Years ago, Marvin began writing a journal to chronicle the different things his father "took" from him growing up.
"You took from me having a dad in the home. You took from me having a father show up at sporting events," Marvin recounted.
"You took from me the ability to see what God's design for marriage was meant to look like. You took from me every other Monday night where I had to drive across town and go to that apartment. You took from me having a father close in my life.'"
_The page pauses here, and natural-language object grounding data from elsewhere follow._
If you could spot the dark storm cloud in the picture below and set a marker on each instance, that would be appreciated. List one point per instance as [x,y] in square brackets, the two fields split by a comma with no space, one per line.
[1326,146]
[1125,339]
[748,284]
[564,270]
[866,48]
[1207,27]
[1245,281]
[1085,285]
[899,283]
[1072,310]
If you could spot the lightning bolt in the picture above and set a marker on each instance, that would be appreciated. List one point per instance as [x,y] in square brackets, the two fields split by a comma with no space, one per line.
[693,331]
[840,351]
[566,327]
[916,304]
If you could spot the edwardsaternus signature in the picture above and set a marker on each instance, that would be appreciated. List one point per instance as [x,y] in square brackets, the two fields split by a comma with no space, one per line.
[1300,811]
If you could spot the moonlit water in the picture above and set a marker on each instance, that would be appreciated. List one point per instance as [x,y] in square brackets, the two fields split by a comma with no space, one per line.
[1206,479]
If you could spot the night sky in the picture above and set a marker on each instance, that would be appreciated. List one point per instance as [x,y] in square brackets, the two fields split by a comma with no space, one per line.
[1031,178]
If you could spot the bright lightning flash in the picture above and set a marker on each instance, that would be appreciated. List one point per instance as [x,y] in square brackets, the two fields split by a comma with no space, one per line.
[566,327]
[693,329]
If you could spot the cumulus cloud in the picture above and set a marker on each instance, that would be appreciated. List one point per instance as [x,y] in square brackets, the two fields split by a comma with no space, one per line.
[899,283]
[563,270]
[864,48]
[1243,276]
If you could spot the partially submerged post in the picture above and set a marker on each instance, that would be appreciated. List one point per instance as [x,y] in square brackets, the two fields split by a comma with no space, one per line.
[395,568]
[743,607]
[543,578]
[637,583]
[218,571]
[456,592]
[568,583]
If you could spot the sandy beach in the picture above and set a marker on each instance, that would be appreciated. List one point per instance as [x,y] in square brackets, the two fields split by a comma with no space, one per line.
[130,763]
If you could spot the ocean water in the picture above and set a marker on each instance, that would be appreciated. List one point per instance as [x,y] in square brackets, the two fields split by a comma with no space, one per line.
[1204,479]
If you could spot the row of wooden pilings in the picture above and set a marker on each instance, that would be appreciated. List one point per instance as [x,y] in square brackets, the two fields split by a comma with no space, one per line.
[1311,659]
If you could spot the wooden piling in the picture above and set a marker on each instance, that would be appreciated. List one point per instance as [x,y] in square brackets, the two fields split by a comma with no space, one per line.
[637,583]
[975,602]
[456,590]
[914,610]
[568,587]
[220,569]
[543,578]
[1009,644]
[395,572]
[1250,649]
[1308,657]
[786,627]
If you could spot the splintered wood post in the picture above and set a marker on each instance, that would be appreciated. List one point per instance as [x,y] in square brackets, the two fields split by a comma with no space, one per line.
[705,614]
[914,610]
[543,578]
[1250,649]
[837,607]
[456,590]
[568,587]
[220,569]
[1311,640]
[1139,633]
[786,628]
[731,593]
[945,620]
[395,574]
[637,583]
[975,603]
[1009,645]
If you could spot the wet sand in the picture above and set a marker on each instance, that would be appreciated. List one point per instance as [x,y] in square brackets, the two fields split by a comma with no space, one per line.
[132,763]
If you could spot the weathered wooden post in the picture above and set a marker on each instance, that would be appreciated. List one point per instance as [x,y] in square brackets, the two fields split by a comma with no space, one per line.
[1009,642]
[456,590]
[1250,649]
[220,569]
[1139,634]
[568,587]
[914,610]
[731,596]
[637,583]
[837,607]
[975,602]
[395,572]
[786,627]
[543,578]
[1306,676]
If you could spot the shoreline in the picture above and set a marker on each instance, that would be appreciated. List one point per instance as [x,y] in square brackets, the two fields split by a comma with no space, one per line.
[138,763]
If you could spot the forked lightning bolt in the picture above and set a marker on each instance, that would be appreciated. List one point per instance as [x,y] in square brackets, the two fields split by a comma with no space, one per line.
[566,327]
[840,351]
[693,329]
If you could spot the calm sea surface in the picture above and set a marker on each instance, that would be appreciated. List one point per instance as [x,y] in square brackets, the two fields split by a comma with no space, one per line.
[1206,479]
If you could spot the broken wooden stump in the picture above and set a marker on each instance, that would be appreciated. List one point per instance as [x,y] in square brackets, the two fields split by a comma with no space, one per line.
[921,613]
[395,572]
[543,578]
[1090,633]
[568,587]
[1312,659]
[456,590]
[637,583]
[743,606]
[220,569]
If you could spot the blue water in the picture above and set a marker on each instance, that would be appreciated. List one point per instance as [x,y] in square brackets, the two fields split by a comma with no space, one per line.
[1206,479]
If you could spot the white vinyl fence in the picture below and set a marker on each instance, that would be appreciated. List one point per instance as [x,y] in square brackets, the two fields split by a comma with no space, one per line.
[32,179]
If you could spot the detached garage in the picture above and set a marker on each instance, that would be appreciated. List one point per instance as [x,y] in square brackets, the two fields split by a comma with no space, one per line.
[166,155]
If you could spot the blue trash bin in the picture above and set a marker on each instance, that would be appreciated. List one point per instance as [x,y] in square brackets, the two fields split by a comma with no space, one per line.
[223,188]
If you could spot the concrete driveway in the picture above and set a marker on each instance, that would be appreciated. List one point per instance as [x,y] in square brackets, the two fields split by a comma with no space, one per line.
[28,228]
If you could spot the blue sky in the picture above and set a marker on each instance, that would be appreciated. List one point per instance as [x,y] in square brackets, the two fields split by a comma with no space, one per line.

Forgiveness is a decision that needs to be made, Marvin said, referencing Ephesians 4:31. The verse reads: "Get rid of all bitterness, rage and anger, brawling and slander, along with every form of malice."
The second step on the path to forgiveness and "by far the hardest," Marvin said, is making the decision to "let go" of the debt and release it to God.
"Maybe it was the fact that you grew up in a broken home like I did, and it led to some brokenness in your life ... that's not your fault and you didn't ask for it," Marvin said.
"But if you're going to forgive and experience healing, you've got to make the decision: 'I'm going to identify what was taken because I can't release that debt if I don't know what it is.'"
Marvin stressed that "forgiving is an act of faith" and warned of the potential consequences of failing to forgive.
"To say to God, 'I am choosing to not forgive this person,' is to say 'the eternal torment of Hell is not enough for the pain they created.' Or if they're a believer, it's saying to God, 'the death of your one and only Son Jesus on the cross, that may be enough for you God, it's not enough for me. And they need to pay. And however I can make them pay through the way that I treat them, or the way that I avoid them, or the way that I refuse to forgive them, I'm going to do,'" Marvin said.
"God says: 'the forgiven forgive people.' We forgive because we've been forgiven. ... God's grace doesn't just flow to us and His forgiveness doesn't just flow to us. It's to flow out through us and how we interact with other people."
The third step to forgiveness, Marvin said, is to "choose to forgive daily."
Marvin discussed the Lord's Prayer, which includes the portion that states, "forgive us our debts, as we forgive our debtors," which is also rendered as "forgive us our trespasses, as we forgive those who trespass against us."
"Forgiveness is a medication you will have to take for the rest of your life," Marvin said. "Is holding on to that bitterness going to help you? Jesus says, 'No.' It's going to hurt you and your future."